Katalin Pór, Lubitsch à Hollywood, Paris, CNRS Éditions, 2021.


 


Dans sa somme sur Orson Welles, le regretté Youssef Ishaghpour rappelle que lorsqu’il a été question que Carl Dreyer réalise un film à Hollywood, Ernst Lubitsch a remarqué qu’il avait "trop de style et qu’il était trop personnel pour cela".
Le réalisateur de To Be or Not to Be (Jeux dangereux, 1942) aurait-il voulu dire par là que l’on ne pouvait être pleinement artiste à Hollywood ? Ou bien, plus sûrement, lui qui situait l’art cinématographique dans la lignée des œuvres de Shakespeare, que cet art devait composer, mais non se compromettre, avec le "milieu" qui fut véritablement le sien à partir de 1923 ?
C’est avec un tel présupposé - Ernst Lubitsch était bien, à sa manière, un artiste - que Katalin Pór aborde dans son nouvel ouvrage la question de son "statut" au sein de l’industrie hollywoodienne. Soit, de la manière la plus détaillée, comment ce cinéaste" travaillait-il" à Hollywood ?

C’est dire que, loin de s’embarrasser de considérations par trop théoriques - quitte à avoir recours à des termes un peu flottants - "Qu’est-ce que peser à Hollywood ?" -, à propos de la question centrale de l’artiste et de l’industrie, le livre de Katalin Pór, nourri aux meilleures sources (journaux de l’époque, archives des studios...), nous fait toucher du doigt l’imbrication complexe du pouvoir créatif de Ernst Lubitsch, et des studios hollywoodiens, objet d’étude d’autant plus riche et passionnant que le metteur en scène a exercé lui-même, certes pour une brève durée (février 1935-février 1936), les fonctions de directeur de la production à la Paramount.

Parmi les nombreuses pistes explorées, les pages que Katalin Pór consacre à ses rapports au code d’autocensure permettent, dans la prolongation des travaux de Francis Bordat, de battre en brèche quelques idées reçues sur la question. Ainsi, loin de se situer dans le cadre d’un affrontement permanent avec la Production Code Administration (PCA), Ernst Lubitsch l’inclut-il véritablement dans le processus créatif.
À cet égard, Katalin Pór montre finement que les exigences de la PCA rejoignent à l’occasion son goût pour l’allusion et le sous-entendu.

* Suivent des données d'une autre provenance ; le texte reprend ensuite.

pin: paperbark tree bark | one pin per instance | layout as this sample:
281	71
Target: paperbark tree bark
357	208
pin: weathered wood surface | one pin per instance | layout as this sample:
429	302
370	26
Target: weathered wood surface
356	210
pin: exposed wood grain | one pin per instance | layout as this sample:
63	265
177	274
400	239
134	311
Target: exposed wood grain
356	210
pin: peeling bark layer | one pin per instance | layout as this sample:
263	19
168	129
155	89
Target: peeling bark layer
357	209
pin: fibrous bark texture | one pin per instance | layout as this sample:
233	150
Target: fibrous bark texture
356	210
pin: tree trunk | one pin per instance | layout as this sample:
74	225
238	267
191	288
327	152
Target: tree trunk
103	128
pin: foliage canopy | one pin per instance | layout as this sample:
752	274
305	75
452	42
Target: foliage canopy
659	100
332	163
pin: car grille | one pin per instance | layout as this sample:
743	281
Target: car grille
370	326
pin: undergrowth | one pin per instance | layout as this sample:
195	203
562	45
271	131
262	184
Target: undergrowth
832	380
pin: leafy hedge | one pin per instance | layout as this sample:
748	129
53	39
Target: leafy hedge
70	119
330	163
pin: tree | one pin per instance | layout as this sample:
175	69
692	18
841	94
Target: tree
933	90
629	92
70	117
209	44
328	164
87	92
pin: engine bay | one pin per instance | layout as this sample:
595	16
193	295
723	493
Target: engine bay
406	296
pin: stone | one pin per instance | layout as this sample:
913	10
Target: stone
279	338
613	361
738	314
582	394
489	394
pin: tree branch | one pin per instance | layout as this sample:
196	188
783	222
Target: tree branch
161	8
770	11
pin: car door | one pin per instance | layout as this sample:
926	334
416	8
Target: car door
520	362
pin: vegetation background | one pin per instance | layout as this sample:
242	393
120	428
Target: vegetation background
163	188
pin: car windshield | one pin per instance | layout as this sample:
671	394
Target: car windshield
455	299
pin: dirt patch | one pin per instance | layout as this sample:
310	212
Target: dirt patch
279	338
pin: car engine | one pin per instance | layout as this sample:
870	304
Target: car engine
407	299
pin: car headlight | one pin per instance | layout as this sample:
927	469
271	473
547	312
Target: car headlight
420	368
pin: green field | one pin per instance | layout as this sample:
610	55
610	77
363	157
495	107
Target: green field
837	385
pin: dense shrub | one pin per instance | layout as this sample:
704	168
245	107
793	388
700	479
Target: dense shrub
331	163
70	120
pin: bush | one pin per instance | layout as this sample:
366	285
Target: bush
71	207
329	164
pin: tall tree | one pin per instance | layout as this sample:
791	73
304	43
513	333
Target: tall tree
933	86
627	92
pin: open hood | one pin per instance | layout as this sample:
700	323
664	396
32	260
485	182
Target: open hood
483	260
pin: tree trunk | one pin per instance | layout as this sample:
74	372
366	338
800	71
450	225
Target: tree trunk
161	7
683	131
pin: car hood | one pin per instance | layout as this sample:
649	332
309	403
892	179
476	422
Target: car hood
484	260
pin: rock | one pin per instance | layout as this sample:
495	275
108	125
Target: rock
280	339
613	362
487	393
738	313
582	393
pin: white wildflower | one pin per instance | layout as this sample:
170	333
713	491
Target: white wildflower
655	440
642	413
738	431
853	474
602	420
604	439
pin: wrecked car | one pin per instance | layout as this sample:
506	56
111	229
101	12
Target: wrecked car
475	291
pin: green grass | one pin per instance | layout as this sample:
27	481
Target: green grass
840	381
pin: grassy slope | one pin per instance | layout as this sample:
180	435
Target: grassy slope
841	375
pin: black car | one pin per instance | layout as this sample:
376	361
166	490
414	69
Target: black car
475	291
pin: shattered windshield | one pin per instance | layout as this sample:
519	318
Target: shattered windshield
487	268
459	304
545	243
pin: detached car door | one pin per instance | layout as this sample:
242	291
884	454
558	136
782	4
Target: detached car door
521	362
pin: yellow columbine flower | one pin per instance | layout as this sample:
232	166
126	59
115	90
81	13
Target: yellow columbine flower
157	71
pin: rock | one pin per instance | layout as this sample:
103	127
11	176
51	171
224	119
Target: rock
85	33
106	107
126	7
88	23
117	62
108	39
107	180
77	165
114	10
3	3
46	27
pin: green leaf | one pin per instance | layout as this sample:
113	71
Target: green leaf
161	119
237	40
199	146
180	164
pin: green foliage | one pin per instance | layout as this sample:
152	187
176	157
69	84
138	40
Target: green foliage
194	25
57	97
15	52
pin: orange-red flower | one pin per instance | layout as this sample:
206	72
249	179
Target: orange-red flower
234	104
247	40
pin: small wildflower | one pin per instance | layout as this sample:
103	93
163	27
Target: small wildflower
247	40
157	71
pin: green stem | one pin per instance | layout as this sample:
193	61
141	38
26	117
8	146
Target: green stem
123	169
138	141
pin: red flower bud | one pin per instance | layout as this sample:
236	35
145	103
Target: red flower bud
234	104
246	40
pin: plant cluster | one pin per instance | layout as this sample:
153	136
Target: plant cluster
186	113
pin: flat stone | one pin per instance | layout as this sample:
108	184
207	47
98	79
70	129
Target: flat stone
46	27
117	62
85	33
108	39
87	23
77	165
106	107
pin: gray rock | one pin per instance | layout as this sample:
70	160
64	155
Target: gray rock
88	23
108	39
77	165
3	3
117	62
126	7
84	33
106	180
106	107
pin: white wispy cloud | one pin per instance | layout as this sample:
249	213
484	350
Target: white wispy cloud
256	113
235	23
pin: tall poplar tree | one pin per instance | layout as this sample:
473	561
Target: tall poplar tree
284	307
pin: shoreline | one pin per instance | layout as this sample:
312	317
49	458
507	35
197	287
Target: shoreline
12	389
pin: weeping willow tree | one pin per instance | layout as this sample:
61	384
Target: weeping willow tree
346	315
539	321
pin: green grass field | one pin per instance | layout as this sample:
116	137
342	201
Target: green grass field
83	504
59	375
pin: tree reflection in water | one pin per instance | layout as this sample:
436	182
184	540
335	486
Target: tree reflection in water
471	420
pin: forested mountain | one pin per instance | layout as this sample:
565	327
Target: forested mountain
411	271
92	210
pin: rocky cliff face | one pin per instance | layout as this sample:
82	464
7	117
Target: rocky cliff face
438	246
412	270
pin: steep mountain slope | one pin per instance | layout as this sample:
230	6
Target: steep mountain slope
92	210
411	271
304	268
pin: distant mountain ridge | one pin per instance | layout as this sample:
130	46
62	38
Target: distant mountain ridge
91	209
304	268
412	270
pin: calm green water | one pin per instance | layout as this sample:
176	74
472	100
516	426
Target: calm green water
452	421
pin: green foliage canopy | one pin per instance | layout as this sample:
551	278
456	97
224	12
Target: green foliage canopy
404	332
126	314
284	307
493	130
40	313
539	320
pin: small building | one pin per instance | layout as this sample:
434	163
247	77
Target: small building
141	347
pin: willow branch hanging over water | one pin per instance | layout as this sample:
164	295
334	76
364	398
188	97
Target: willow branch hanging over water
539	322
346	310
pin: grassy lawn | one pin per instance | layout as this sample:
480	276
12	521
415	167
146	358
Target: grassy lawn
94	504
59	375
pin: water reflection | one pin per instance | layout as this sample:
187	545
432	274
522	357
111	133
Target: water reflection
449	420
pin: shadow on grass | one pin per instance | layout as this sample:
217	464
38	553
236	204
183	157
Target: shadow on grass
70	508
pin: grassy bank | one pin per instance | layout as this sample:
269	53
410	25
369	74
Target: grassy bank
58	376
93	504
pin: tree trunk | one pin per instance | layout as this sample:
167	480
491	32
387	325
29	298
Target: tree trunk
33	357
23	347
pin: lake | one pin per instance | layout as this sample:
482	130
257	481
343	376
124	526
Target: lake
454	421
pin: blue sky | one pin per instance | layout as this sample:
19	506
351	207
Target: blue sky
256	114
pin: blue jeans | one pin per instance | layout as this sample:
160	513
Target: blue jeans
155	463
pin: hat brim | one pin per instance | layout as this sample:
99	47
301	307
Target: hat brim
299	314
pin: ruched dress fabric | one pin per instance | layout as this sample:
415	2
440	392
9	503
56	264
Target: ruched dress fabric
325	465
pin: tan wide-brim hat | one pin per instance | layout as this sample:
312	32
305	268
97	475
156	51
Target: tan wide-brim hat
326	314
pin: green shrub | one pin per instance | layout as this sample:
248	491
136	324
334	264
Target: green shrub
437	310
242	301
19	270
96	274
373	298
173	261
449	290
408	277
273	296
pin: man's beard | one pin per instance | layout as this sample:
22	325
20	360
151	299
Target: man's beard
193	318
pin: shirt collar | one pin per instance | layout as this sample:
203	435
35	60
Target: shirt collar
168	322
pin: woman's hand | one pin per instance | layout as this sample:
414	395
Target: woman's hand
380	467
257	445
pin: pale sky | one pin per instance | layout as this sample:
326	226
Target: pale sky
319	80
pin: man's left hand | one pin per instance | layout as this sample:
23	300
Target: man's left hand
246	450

Tout aussi éclairants sont les passages consacrés aux tensions existant entre l’extrême préparation de la phase scénaristique (multiples réécritures) et le jeu de l’acteur/trice. Très concrètement, Katalin Pór montre ainsi comment, dans Trouble in Paradise (Haute pègre, 1932), l’interprétation de Miriam Hopkins "bouleverse la dynamique instaurée à l’écrit" (p. 98).
Plus généralement, l’auteure insiste bien sur le désir constant de Ernst Lubitsch de trouver "le meilleur équilibre entre une autonomie artistique et financière, et des moyens financiers conséquents" (p. 52), le cinéaste n’ayant ainsi eu de cesse de réorganiser le fonctionnement habituel de la création hollywoodienne. C’est dire, selon Katalin Pór, la plasticité de cette industrie, du moins lorsque cette dernière a à faire à des personnalités aussi fortes que celle de Ernst Lubitsch.

On aurait aimé voir préciser cette notion de "poétique hollywoodienne" à laquelle il est fait référence à plusieurs reprises, mais les travaux minutieux de Katalin Pór permettent de résoudre le caractère apparemment paradoxal d’une expression telle que "l’approche élitiste de la création collective et industrialisée" (p. 185). Pour s’en convaincre on lira donc attentivement cet ouvrage, nécessaire à tous les amateurs d’un des plus grands créateurs d’Hollywood.

Patrick Saffar
Jeune Cinéma n°412, décembre 2021


Katalin Pór, Lubitsch à Hollywood. L’exercice du pouvoir créatif dans les studios, Paris, CNRS Éditions, 2021, 300 p.